Spaying and neutering is expensive.
There are several ways to look at this one as well. First of all, there are many options for assistance with pet care financially. There are credit programs that have been made available that most veterinarians accept. Some pet hospitals have payment plans. There are also low cost spay/neuter clinics across the country. Another option is pet insurance, which covers part or all of the procedure.
Secondly, compare the price of the surgery to that of what it might cost later on if you don’t have the procedure done. What if your dog mistakenly is bred? You’ll have the costs of raising a litter of puppies or a higher cost for having a surgery done to abort them. If you choose to let the dog or cat have the pups or kittens, then you’ve got to prepare for complications. Cesarean sections are very expensive and can be complicated when problems arise.

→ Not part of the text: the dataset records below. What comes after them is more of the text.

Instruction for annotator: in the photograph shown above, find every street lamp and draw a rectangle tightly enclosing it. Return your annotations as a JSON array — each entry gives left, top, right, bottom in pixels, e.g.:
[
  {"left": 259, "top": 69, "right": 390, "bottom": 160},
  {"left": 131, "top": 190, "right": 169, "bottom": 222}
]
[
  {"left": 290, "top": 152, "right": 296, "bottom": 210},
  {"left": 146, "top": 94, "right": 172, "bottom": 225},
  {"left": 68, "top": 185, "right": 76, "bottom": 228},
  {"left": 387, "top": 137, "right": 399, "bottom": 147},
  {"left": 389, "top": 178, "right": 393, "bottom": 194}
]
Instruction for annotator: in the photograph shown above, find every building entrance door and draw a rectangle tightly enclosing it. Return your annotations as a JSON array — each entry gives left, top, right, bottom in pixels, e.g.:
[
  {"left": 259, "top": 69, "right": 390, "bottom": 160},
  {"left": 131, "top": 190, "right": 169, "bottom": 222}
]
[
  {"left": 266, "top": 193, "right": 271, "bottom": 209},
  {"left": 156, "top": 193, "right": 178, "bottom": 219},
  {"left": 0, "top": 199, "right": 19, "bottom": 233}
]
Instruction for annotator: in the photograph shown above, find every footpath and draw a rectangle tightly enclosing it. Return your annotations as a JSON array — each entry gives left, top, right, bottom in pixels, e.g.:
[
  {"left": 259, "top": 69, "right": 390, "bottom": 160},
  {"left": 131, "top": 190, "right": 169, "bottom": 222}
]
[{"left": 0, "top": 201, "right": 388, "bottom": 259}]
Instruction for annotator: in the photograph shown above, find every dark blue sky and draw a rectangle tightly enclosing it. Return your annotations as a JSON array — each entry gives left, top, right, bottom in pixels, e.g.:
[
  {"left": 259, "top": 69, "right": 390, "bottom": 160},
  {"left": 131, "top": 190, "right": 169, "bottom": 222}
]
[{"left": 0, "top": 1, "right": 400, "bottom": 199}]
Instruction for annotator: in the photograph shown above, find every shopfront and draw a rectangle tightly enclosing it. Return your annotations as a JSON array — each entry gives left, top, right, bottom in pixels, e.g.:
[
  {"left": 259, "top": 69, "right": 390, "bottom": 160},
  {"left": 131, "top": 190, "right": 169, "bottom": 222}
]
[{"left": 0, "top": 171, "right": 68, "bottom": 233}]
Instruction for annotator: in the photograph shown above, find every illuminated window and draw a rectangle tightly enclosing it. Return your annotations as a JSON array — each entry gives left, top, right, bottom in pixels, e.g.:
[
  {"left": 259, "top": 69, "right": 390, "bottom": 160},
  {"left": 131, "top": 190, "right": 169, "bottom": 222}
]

If you choose not to have your pet altered, you’ll have higher vet bills later on to treat pyometra, mammary tumors and ovarian cancers in females. Intact males are at a higher risk for prostate problems and cancers.
In the end, you actually will end up getting off cheaper by having the surgery done while the dog or cat is young.
The surgery will change my pet’s personality.
This one, I have to give just some credit too, although just a shred. Granted, neutering a dog helps prevent aggression. Personally I see this as a benefit, however, which is why I’m explaining it here.
Behaviors such as roaming and running away are reduced; urine spraying, biting and dominance are also diminished.
Spaying and neutering has many benefits in addition to helping control the pet population. Any questions should always be directed towards your own veterinarian to determine the best care for your particular pet. Myths, misconceptions, misunderstandings and false impressions of this procedure are often blown out of proportion and most are just plain incorrect.
So far, in all my years working with animals I’ve yet to hear or learn of a single reason that a pet should not be spayed or neutered. Many breeders raise and sell dogs and cats for the benefit of the breed. Good breeders are experienced in what they do and are prepared for complications. Breeding your own pet simply so she can have her first litter, so your kids can learn to understand the miracles of life or because you want to make a little quick cash simply are not good enough reasons to risk the health of the pet. Put the pet first and do what’s best for him or her.